O afastamento dos parlamentares do mandato foi decido pelo ministro Edson Fachin, depois que a Procuradoria-Geral da República (PGR) pediu a prisão preventiva dos parlamentares, citados nas delações de empresários da JBS, controlador do frigorífico Friboi, durante as investigações da Lava Jato. Fachin negou o pedido de prisão, mas determinou o afastamento dos parlamentares por prazo indeterminado.

Segundo o Departamento Jurídico da Secretaria-Geral da Mesa da Câmara, o despacho da presidência pedia apenas o cumprimento da decisão do STF de afastar Loures, sem a convocação de seu suplente. No Senado, também não houve convocação até a manhã de hoje.

Denúncia

De acordo com denúncia divulgada na última quarta-feira (17) pelo jornal O Globo, Rocha Loures foi indicado pelo presidente Michel Temer como interlocutor para solucionar um problema da JBS. Posteriormente, o deputado teria sido filmado recebendo R$ 500 mil. Até março deste ano, Loures trabalhava como assessor especial da Presidência da República.

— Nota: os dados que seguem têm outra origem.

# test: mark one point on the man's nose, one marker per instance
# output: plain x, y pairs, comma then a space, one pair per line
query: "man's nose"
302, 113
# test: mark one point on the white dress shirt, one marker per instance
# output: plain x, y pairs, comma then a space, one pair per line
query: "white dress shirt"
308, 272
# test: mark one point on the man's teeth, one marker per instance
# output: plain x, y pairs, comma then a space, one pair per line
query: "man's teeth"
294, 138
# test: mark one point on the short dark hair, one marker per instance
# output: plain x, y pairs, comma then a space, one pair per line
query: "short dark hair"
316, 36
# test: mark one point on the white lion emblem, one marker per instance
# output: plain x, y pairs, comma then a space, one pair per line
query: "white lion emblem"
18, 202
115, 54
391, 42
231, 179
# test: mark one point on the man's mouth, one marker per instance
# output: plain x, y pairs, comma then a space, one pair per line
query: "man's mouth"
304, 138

O deputado, que estava fora do Brasil, chegou a São Paulo na manhã de hoje e ainda não se pronunciou publicamente. Por meio de nota, a defesa do parlamentar informou que “tão logo se conheça o teor da investigação, todos os esclarecimentos devidos serão apresentados pelo deputado”. A íntegra dos depoimentos prestados por Joesley e Wesley Batista, donos do grupo JBS foi divulgada hoje pelo STF.

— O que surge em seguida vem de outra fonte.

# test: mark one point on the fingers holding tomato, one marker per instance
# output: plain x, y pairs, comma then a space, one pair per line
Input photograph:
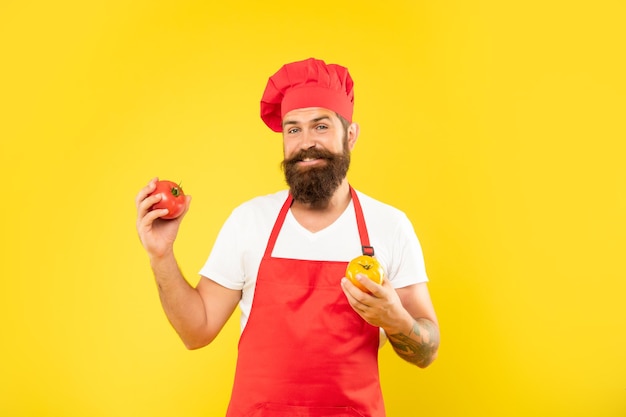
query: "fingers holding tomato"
167, 195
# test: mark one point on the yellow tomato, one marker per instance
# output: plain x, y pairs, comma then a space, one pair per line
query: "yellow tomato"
366, 265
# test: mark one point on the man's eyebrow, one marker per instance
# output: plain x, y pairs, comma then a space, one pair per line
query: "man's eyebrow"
316, 120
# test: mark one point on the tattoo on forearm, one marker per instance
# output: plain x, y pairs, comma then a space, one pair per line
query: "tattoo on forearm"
420, 345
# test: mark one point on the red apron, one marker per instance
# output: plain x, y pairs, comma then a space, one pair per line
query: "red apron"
304, 352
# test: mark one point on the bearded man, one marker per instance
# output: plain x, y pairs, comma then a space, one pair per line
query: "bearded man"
310, 338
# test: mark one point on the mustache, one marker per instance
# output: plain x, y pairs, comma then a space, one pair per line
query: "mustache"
312, 153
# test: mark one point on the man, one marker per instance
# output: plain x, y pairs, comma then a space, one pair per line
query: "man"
310, 338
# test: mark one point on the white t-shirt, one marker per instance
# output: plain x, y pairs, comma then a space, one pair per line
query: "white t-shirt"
236, 255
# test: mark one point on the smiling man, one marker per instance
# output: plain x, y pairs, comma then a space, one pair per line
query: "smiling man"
310, 338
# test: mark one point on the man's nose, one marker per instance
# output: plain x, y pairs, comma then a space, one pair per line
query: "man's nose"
307, 140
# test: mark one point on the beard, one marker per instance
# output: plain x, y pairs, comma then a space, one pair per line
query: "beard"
316, 185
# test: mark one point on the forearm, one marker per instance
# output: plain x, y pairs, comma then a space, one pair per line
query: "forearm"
419, 344
181, 302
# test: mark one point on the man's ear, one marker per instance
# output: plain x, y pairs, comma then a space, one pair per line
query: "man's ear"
353, 134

A reportagem do jornal O Globo também revela que o senador Aécio Neves foi citado pelo empresário Joesley na delação premiada realizada pela Procuradoria Geral da República e já homologada pelo STF. Segundo o jornal, Joesley contou aos procuradores que Aécio lhe pediu R$ 2 milhões para pagar despesas com sua defesa na Lava Jato.

A defesa de Aécio confirmou que o senador pediu a quantia a Joesley Batista. Mas, o pedido teria sido motivado por razões particulares, sem relação com o cargo de senador.

Alvo de seis inquéritos no STF, Aécio pediu ontem (18) licença do cargo de presidente do PSDB. Sua defesa afirmou que tentará reverter a decisão do afastamento no STF.